Kendati secara hukum tidak ada sanksi terhadap perusahaan yang tidak memberi tunjangan hari raya (THR) kepada karyawannya, namun secara moral dan sosial perusahaan memiliki tanggung jawab membahagiakan para pekerjanya dalam menyambut dan merayakan hari raya agama yang mereka yakini.

Demikian diungkapkan oleh Menteri Tenaga Kerja dan Transmigrasi (Menakertrans) Erman Suparno di sela kunjungannya di PT Tjiwi Kimia, Sidoarjo, Rabu (24/9/08).
“THR adalah bagian dari social sharing responsibility, sehingga perusahaan punya tanggung jawab moral saat para pekerjanya merayakan hari keagamaan,” ujar dia. Diakui, memang ada kelonggaran bagi perusahaan dalam soal THR.

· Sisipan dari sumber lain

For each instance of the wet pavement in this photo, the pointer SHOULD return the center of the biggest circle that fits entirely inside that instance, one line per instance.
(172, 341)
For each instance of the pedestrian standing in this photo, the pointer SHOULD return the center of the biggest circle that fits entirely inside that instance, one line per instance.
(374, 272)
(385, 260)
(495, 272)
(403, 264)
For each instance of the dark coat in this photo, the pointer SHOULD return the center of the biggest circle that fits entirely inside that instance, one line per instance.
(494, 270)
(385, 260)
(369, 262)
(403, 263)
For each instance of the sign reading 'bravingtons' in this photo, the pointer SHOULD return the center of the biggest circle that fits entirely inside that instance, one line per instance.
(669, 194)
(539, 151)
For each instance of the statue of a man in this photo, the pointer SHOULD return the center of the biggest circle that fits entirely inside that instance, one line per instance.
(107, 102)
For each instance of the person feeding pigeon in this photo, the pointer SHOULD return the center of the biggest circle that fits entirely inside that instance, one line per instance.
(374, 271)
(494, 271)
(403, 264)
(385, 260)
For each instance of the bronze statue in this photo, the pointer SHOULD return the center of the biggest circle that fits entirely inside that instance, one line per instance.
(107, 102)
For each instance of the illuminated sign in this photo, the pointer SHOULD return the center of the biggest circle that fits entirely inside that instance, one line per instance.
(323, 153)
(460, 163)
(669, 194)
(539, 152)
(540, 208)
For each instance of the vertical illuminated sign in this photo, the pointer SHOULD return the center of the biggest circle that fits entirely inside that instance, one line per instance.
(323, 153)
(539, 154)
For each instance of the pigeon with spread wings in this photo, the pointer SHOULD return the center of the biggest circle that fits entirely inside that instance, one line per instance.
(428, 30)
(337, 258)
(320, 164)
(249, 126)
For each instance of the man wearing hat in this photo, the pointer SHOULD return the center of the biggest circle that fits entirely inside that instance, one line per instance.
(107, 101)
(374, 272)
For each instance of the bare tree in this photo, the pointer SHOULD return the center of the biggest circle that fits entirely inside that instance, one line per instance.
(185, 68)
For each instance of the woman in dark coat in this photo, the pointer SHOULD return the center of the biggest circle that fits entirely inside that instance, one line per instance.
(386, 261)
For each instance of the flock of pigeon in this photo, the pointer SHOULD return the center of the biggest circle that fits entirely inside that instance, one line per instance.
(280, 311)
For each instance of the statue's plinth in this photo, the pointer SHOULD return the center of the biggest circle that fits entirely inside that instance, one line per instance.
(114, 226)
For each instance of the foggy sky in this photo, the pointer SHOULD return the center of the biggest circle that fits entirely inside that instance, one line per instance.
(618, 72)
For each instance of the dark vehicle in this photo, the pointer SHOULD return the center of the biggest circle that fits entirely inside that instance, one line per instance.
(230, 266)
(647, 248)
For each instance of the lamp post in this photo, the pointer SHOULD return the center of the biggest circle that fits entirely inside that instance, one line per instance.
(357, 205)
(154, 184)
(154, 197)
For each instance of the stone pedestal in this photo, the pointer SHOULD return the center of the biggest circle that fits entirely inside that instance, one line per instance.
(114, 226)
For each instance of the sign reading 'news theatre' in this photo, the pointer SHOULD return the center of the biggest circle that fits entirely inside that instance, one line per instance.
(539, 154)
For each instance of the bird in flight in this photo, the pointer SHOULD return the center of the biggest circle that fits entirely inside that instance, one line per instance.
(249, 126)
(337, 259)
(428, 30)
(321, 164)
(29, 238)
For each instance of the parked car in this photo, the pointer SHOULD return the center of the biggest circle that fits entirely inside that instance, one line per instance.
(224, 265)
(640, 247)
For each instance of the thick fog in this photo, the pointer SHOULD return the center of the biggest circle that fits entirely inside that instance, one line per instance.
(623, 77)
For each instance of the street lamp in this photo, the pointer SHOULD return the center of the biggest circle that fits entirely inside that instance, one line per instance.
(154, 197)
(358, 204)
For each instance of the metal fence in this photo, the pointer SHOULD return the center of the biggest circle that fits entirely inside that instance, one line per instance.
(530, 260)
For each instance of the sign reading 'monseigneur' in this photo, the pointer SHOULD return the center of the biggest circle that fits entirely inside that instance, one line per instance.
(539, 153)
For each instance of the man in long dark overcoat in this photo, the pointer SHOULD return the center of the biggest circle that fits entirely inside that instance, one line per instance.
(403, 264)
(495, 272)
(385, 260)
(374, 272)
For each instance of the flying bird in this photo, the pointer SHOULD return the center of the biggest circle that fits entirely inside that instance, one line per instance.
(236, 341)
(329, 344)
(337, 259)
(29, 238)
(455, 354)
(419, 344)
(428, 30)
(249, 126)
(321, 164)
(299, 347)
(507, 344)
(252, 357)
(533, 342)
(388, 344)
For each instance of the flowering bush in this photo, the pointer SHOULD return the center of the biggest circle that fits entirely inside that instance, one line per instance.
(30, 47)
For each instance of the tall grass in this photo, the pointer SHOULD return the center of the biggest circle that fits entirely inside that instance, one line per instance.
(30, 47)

“Karena bersifat tanggung jawab moral, tidak ada sanksi bagi perusahaan yang belum membayar THR sepekan menjelang lebaran. Kalau tidak membayar THR, sanksi hanya bersifat administratif,” ujar dia seperti dilaporkan detikcom.Lebih jauh dijelaskan, hanya perusahaan yang dinyatakan bangkrut yang bisa terbebas dari kewajiban moral membayar THR. Sedangkan, perusahaan yang bermasalah bisa membayar THR dengan cara bertahap atau penundaan pembayaran.

Dinaikkan

Dari Padang, Sumatera Barat dilaporkan, Ketua Fraksi PAN DPRD setempat Erizal Effendi menyarankan agar THR 2008 dinaikkan untuk mengimbangi kenaikan harga sembako dan BBM. Jika perusahaan dan pemerintah provinsi memang mampu, maka saran tersebut baik juga untuk dilaksanakan, dan ditiru oleh daerah-daerah lain. Disarankan juga bahwa THR tidak hanya diberikan kepada para pegawai tetap, melainkan juga pekerja honor dan pegawai PTT yang bertugas di daerah-daerah di lingkungan pemerintahan provinsi.

Menanggapi saran itu, Gubernur Sumbar Gamawan Fauzi mengatakan, untuk Lebaran 2008 belum memungkinkan THR dinaikkan karena kondisi keuangan daerah belum dapat menampungnya. “Namun, secara prinsip kami dapat menyetujui saran menaikkan jumlah THR sepanjang anggaran keuangan daerah memungkinkan,” ujar dia seperti dikutip Antara.Dijanjikan, setidaknya hal itu baru mungkin dilakukan pada tahun anggaran 2009.